I know, this isn't difficult, but figured I'd post it just to give someone the idea. We had not made them in about a year because we just never thought about it.

Ingredients:
Stew Meat or whatever else you want
Red, Yellow, and Green Peppers
Grape Tomatoes
Mushrooms

Directions:
1. Dice everything up.
2. Put on skewers (don't forget to soak the wooden ones first if you use them)
3. Grill on medium heat about 5 minutes per side.

You can use whatever you want to for seasoning on the meat. A marinade would be good. We just use olive oil to coat the meat, then seasoned with black pepper, seasoned salt, blackened seasoning, garlic, coriander, and a bit of paprika. Turned out very good.

Tuesday, June 28, 2011

Just grillin'

Ok, I know I haven't put up a post in a few weeks, but I've been doing some simple grilling lately with no new recipes. Just yummy food.

Dinner tonight was grilled chicken, grilled ribs-on-a-stick, and some deep fried jicama. Very simple but oh so tasty.


Monday, June 13, 2011

Chipotle Burgers



Here's a burger that takes a bit of work making the different sauces, but it is worth it. Very good. A bit spicy, but you can always back down on the amount of chipotle to meet your needs.
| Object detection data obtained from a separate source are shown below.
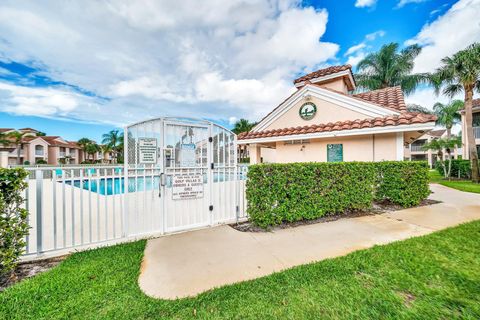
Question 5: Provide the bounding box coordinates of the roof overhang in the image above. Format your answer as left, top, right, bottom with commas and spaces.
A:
252, 84, 400, 132
237, 121, 435, 144
295, 69, 356, 90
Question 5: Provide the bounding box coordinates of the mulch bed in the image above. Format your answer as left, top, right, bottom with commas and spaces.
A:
230, 199, 441, 232
0, 255, 67, 292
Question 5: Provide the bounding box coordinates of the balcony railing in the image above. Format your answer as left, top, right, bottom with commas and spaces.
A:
410, 145, 424, 151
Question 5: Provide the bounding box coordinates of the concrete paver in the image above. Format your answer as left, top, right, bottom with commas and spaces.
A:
139, 185, 480, 299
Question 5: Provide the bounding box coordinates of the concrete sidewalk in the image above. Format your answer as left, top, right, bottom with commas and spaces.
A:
139, 184, 480, 299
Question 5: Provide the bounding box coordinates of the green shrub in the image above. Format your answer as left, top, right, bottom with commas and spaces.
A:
435, 160, 472, 179
0, 168, 29, 280
375, 161, 430, 207
246, 161, 429, 228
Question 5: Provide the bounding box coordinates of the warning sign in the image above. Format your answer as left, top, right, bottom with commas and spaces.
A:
138, 138, 157, 163
172, 174, 203, 200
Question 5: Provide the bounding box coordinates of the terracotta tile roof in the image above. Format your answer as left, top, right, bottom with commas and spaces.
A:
293, 64, 352, 83
238, 112, 437, 140
428, 129, 447, 137
352, 86, 407, 112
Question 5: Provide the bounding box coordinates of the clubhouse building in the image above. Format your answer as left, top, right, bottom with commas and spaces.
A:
238, 65, 436, 164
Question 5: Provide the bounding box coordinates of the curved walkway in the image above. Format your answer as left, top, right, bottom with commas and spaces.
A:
139, 184, 480, 299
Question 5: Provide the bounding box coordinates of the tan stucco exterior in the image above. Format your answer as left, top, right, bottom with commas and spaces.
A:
261, 133, 403, 163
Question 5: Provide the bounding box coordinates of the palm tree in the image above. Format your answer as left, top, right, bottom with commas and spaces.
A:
100, 144, 113, 162
433, 100, 463, 139
0, 132, 12, 147
430, 43, 480, 183
232, 119, 257, 134
7, 131, 25, 164
102, 130, 123, 162
355, 42, 427, 94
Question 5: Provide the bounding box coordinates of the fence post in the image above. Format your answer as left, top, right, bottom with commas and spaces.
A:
35, 169, 43, 254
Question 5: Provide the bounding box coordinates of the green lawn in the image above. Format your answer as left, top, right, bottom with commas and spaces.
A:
0, 221, 480, 319
429, 170, 480, 193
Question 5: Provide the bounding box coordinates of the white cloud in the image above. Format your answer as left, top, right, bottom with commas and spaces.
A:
406, 0, 480, 72
0, 82, 104, 118
0, 0, 339, 124
347, 51, 367, 66
228, 117, 238, 126
397, 0, 428, 8
365, 30, 385, 41
355, 0, 377, 8
345, 42, 367, 56
344, 30, 385, 67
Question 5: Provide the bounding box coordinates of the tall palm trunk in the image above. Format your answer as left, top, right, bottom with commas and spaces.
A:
17, 143, 22, 165
465, 87, 479, 183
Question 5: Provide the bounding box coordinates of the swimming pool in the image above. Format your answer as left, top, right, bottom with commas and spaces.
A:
64, 173, 246, 196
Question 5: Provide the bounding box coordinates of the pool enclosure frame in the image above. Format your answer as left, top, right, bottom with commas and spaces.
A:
18, 118, 247, 260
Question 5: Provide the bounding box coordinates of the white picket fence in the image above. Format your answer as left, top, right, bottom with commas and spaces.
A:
19, 165, 248, 259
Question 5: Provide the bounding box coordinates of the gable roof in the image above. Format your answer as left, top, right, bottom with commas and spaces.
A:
238, 112, 437, 140
353, 86, 407, 112
252, 84, 404, 131
427, 129, 447, 137
293, 64, 352, 84
293, 64, 356, 90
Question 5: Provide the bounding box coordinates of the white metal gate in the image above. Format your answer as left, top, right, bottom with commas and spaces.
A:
124, 118, 239, 235
17, 118, 248, 259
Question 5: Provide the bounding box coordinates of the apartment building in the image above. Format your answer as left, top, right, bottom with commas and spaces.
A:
460, 99, 480, 159
404, 129, 462, 168
0, 128, 84, 167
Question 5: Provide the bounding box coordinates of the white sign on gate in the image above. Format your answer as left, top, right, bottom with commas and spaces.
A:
179, 143, 196, 168
138, 138, 157, 163
172, 174, 203, 200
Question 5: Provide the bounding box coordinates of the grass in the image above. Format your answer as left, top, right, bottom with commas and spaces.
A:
0, 221, 480, 319
429, 170, 480, 193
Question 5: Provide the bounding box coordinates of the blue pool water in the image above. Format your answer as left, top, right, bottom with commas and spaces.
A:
64, 173, 246, 196
65, 177, 159, 195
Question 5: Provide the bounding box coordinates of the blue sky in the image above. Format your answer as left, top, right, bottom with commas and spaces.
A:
0, 0, 474, 140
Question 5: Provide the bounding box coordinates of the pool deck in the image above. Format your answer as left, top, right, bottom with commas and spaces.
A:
139, 184, 480, 299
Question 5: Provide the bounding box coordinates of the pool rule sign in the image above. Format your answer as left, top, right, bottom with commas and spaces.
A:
172, 174, 203, 200
138, 138, 157, 164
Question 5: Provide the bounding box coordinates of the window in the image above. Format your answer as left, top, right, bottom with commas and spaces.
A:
472, 112, 480, 127
284, 139, 310, 145
327, 143, 343, 162
35, 145, 44, 156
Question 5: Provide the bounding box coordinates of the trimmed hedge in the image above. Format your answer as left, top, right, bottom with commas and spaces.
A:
374, 161, 430, 208
0, 168, 29, 282
246, 161, 430, 228
435, 160, 472, 179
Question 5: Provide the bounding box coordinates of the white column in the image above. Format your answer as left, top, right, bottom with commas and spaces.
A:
248, 144, 262, 164
396, 132, 403, 161
0, 151, 8, 168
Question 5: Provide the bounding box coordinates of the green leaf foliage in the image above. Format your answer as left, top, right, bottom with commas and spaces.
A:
435, 159, 472, 179
246, 161, 430, 228
0, 168, 29, 281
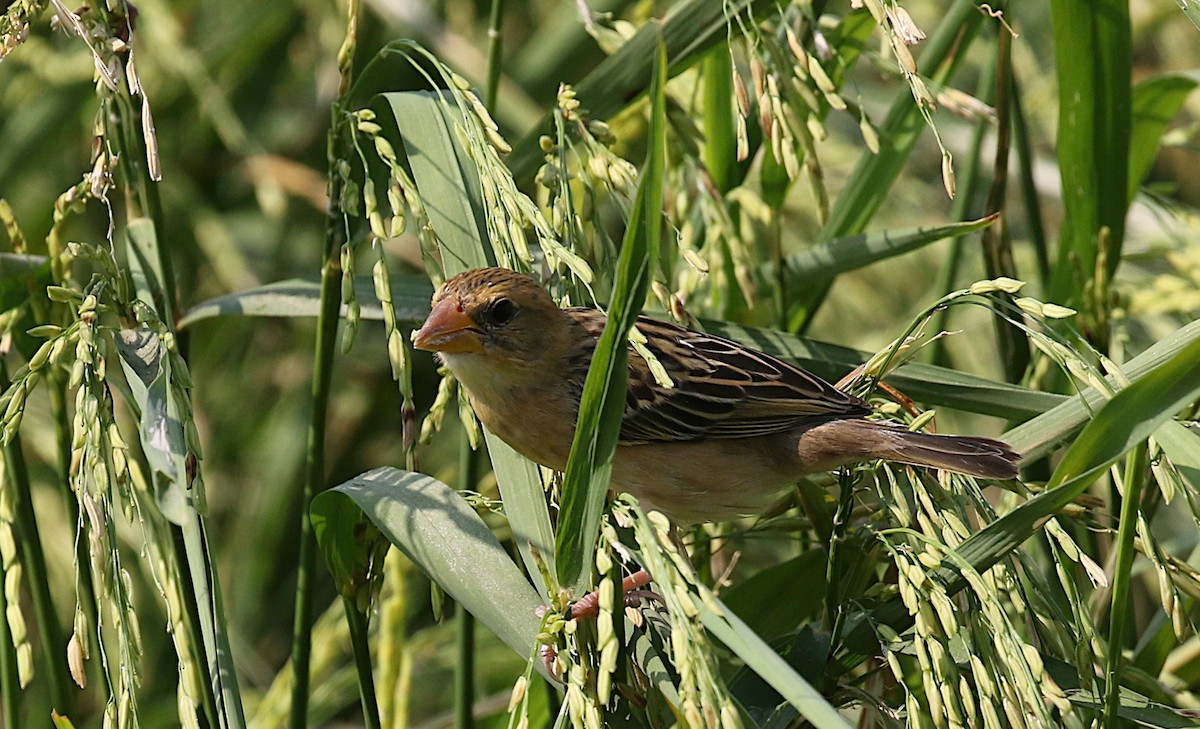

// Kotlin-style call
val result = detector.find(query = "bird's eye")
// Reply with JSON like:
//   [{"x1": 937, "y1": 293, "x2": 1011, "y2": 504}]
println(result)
[{"x1": 486, "y1": 299, "x2": 517, "y2": 326}]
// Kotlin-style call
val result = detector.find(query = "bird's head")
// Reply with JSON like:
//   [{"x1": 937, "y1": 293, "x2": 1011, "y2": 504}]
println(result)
[{"x1": 413, "y1": 269, "x2": 571, "y2": 369}]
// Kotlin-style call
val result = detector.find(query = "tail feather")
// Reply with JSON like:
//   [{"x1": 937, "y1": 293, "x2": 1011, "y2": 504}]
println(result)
[{"x1": 878, "y1": 428, "x2": 1021, "y2": 480}]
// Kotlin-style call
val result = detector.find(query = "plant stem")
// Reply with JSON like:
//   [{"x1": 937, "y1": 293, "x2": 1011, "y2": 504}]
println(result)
[
  {"x1": 289, "y1": 143, "x2": 343, "y2": 729},
  {"x1": 342, "y1": 595, "x2": 382, "y2": 729},
  {"x1": 454, "y1": 603, "x2": 475, "y2": 729},
  {"x1": 288, "y1": 0, "x2": 357, "y2": 729},
  {"x1": 454, "y1": 430, "x2": 480, "y2": 729},
  {"x1": 0, "y1": 360, "x2": 69, "y2": 713},
  {"x1": 1104, "y1": 441, "x2": 1147, "y2": 729},
  {"x1": 824, "y1": 469, "x2": 854, "y2": 656},
  {"x1": 929, "y1": 52, "x2": 996, "y2": 367},
  {"x1": 0, "y1": 517, "x2": 20, "y2": 729},
  {"x1": 484, "y1": 0, "x2": 504, "y2": 114},
  {"x1": 980, "y1": 28, "x2": 1030, "y2": 382}
]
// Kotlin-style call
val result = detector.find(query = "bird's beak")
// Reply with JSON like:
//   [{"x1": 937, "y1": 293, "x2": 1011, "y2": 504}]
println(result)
[{"x1": 413, "y1": 296, "x2": 484, "y2": 354}]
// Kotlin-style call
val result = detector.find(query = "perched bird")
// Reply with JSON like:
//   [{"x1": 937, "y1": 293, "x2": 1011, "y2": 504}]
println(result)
[{"x1": 414, "y1": 269, "x2": 1019, "y2": 525}]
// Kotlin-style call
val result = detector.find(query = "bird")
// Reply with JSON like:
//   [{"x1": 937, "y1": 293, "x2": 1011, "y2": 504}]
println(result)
[{"x1": 413, "y1": 267, "x2": 1020, "y2": 526}]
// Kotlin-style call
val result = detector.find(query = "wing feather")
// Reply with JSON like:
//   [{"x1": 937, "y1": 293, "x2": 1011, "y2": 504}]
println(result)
[{"x1": 566, "y1": 308, "x2": 871, "y2": 445}]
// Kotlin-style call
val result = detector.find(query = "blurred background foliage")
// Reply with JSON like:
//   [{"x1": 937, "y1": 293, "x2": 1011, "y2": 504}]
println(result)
[{"x1": 0, "y1": 0, "x2": 1200, "y2": 727}]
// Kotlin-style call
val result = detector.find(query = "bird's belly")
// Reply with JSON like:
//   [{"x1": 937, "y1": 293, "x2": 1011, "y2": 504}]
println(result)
[{"x1": 612, "y1": 439, "x2": 792, "y2": 524}]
There are 3 different parts, so I'll go through them one at a time.

Dana's No-Sugar Ketchup
Ingredients:
6 oz tomato paste
2/3 cup cider vinegar
1/3 cup water
1/3 cup Splenda (optional)
2 tbsp minced onion
2 cloves garlic
1 tsp salt
1/8 tsp ground allspice
1/8 tsp ground cloves
1/8 tsp pepper

Directions:
1. Put everything in a blender and run until onion disappears. Store in a container w/tight lid in the fridge.


Chipotle Sauce
Ingredients:
3/4 cup mayo
3 chipotle chilies canned in adobo
2 tbsp Dana's No-Sugar Ketchup

Directions:
1. Measure mayo and ketchup into a bowl.
2. Chop up the chipotles quite fine and mix into mayo/ketchup sauce.

Chipotle Burgers
Ingredients:
2 pounds ground beef
6 chipotle chilies canned in adobo sauce
1/2 cup chopped cilantro
2 cloves garlic, crushed
1/4 cup minced onion
1/2 tsp salt
6 oz Monterrey Jack cheese, sliced

Directions:
1. Mix everything but the cheese in a big bowl and form into 6 big burgers (or however many you want).
2. Let the burgers chill for an hour in the fridge (it makes them easier to handle).
3. Grill on medium heat until done (approx 7-10 minutes per side).
4. Put on the cheese to let melt and then serve with the chipotle sauce on top.

This recipe was from Dana Carpender's LC Barbecue book.